“Prescription Opioid Use Among Adults With Chronic Pain: United States, 2019,” the government report’s title reads. Inside, based on responses from the National Health Interview Survey (NHIS) that year, it says, “22.1% of U.S. adults with chronic pain used a prescription opioid in the past 3 months.”
Given that there might be no hotter topic around treatment for chronic pain than the utility of opioids, that sounded like important news.
But a closer look is likely to leave the field scratching its collective head as to whether these data mean anything at all — and raises questions about the extent to which broad, poly-topic surveys like the NHIS can inform practice and policy.
Certainly the issue of opioids for chronic pain needs clarity. Having long endorsed opioid therapy, the medical community and policymakers reversed course over the past 10 years or so, such that patients who’d been maintained for years found it difficult or impossible to renew their prescriptions. Many physicians, fearing repercussions, stopped writing opioid scripts altogether.
So, it would be interesting to see just how commonly opioids are prescribed nowadays for chronic pain, given the many discouragements faced by patients and physicians.
Certainly the NHIS would seem to be a reasonable data source to get at the question. It’s big (more than 7,000 people for the current analysis) and representative of the population at large.
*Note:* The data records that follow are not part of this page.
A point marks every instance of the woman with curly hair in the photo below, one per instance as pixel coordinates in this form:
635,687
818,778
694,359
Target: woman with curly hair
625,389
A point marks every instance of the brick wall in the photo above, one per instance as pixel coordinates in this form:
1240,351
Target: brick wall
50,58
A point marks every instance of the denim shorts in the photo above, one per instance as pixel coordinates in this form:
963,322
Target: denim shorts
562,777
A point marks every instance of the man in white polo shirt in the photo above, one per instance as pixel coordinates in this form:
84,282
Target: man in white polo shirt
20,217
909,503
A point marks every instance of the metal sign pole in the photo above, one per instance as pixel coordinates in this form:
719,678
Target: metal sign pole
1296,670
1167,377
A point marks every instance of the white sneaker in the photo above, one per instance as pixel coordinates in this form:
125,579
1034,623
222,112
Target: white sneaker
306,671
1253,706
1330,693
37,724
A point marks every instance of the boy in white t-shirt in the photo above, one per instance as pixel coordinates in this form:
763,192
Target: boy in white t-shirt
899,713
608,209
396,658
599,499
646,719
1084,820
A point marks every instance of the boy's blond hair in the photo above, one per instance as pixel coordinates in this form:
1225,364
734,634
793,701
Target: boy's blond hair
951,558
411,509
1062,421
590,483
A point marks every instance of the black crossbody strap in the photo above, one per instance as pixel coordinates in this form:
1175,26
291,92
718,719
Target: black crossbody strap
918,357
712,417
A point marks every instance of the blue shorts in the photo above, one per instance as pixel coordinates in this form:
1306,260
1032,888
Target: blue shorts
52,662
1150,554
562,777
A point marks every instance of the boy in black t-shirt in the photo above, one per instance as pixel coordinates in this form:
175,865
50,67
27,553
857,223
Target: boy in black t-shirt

The new report, by researchers at the National Center for Health Statistics (NCHS), is based on responses to two of the NHIS’s questions:
- “In the past 3 months, how often did you have pain? Would you say never, some days, most days, or every day?”
- “During the past 3 months, have you taken any opioid pain relievers prescribed by a doctor, dentist, or other health professional?”
An earlier analysis of 2019 NHIS data by the same researchers had classed those answering the first question with “most days” or “every day” as those with chronic pain, and they did the same in the new report.
Of that group — which, in the earlier analysis, worked out to 20.4% of the whole adult sample — 22.1% said “yes” to the second question.
And that’s where the trouble lies.
It’s not that these data were self-reported by respondents, open to varying interpretation, with no cross-check against medical records. Nor is it the researchers’ arbitrary definition of chronic pain, although one could easily argue with it. It’s the intersection with the use of opioids.
That is, could some of those reporting prescription opioid use previously had “chronic pain” that, thanks to treatment, is now reduced to pain some days or never? Wouldn’t those individuals legitimately be said to have chronic pain? HIV patients don’t stop being considered as such when their viral loads become undetectable with treatment.
One might wonder whether the 22.1% were merely those patients for whom opioids were not working. But one can’t conclude that either, because the NCHS report didn’t get into detail about patients’ pain — its intensity either at present or over time. Perhaps those respondents who reported pain most days or every day despite taking opioids still had it less severely. (In fairness, the report’s authors hinted at a future analysis looking at “high impact” vs less severe chronic pain.)
Nor did the NCHS report distinguish between cancer and non-cancer chronic pain — an important distinction for policy-making, since there is no controversy over opioids’ appropriateness for cancer pain.
So in sum, the report can’t really tell us how many people with chronic pain were using prescription opioids in 2019. And despite the authors’ repeated allusions to the purported dangers of prescription opioids, as context for the analysis, the report says nothing at all about the appropriateness of the usage it did identify.